Hi Cory,
I’m glad to hear you like my material!
First of all…the iphone and EAP-TLS is a pain, it took quite some time to get it working and to fully understand how it works. When you use SCEP like I did in this tutorial it will generate a “machine” certificate for your iphone but when the iphone authenticates itself it will ALWAYS present its certificate as a “user certificate”. As a result it will fail unless you manually map the certificate to the user account in the AD like I did in the “Map Client Certificate to User Account” section. Another issue is that SCEP enrollment through the iphone utility sometimes doesn’t work and it doesn’t always give you very useful error messages.
When I wrote this tutorial I really liked the idea of SCEP and automatically enrolling certificates to apple devices but in reality it’s a pain. There is a better method to do this, it’s basically the same as the Android devices in this tutorial where we don’t use SCEP:
- You use a Windows computer to request a user certificate from the CA. It will be installed on your computer.
- You can use this certificate on your Windows computer to authenticate to the wireless network, try if this is working...when it works, it proves that your certificate is OK and that EAP-TLS is configured correctly. When it doesn't work it will be a lot easier to troubleshoot because the windows event viewer gives you plenty of information.

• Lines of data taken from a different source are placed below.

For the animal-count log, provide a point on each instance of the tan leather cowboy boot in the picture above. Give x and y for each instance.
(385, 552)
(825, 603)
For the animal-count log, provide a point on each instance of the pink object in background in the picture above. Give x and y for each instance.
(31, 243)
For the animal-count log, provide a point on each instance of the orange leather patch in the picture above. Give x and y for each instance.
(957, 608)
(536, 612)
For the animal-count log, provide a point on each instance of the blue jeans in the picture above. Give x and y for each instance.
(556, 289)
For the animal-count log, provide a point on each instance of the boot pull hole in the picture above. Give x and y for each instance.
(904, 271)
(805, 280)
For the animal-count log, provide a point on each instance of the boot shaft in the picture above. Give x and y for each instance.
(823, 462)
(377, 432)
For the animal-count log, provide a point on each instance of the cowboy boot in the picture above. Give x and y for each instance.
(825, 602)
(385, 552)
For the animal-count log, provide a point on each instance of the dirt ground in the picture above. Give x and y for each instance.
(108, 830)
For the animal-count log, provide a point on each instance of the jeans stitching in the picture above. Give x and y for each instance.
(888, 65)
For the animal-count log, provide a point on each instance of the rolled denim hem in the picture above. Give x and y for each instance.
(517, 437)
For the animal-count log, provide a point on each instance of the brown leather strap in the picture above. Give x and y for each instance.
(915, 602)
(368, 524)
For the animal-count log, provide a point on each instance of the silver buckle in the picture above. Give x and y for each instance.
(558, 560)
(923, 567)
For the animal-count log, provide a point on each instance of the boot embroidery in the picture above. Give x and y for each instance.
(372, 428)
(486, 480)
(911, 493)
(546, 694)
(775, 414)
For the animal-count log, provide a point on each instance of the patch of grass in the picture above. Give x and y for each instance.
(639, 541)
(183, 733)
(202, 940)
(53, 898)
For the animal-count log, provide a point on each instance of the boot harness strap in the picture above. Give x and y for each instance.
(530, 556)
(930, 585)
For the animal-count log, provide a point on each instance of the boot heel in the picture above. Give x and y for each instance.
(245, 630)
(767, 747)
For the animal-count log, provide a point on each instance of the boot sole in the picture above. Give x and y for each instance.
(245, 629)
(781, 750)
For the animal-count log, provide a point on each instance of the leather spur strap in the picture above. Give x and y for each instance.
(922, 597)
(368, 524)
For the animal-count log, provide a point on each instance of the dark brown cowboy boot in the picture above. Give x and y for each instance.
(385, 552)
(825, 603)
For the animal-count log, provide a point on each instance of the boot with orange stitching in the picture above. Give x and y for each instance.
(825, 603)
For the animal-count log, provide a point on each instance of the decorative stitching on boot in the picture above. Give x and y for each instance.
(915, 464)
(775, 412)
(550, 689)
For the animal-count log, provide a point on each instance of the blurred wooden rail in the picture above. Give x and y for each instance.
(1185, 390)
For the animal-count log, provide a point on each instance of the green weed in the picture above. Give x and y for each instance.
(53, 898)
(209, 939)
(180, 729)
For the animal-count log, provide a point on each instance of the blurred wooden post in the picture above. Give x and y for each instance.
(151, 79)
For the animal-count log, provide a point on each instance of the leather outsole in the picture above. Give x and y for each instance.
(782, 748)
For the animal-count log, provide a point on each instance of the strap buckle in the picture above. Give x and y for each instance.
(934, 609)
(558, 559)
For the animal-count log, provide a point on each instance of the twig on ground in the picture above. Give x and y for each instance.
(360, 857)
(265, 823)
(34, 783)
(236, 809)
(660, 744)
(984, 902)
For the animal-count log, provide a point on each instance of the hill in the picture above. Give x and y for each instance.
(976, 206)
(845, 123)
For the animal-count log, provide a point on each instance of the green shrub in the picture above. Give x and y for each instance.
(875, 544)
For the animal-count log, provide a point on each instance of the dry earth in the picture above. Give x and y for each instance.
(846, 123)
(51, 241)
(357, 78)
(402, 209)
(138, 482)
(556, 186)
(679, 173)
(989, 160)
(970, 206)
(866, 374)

- Use the iphone configuration utility to export the user certificate you just created on your iphone. You can even configure the wireless profile in the iphone configuration utility.
- That's it
Basically you use the same certificate from the computer on the iphone, saving you the trouble of using SCEP. SCEP doesn’t give you any advantage since it requires the mapping of the certificate to the user account in AD. You don’t have to do this with the method I described above.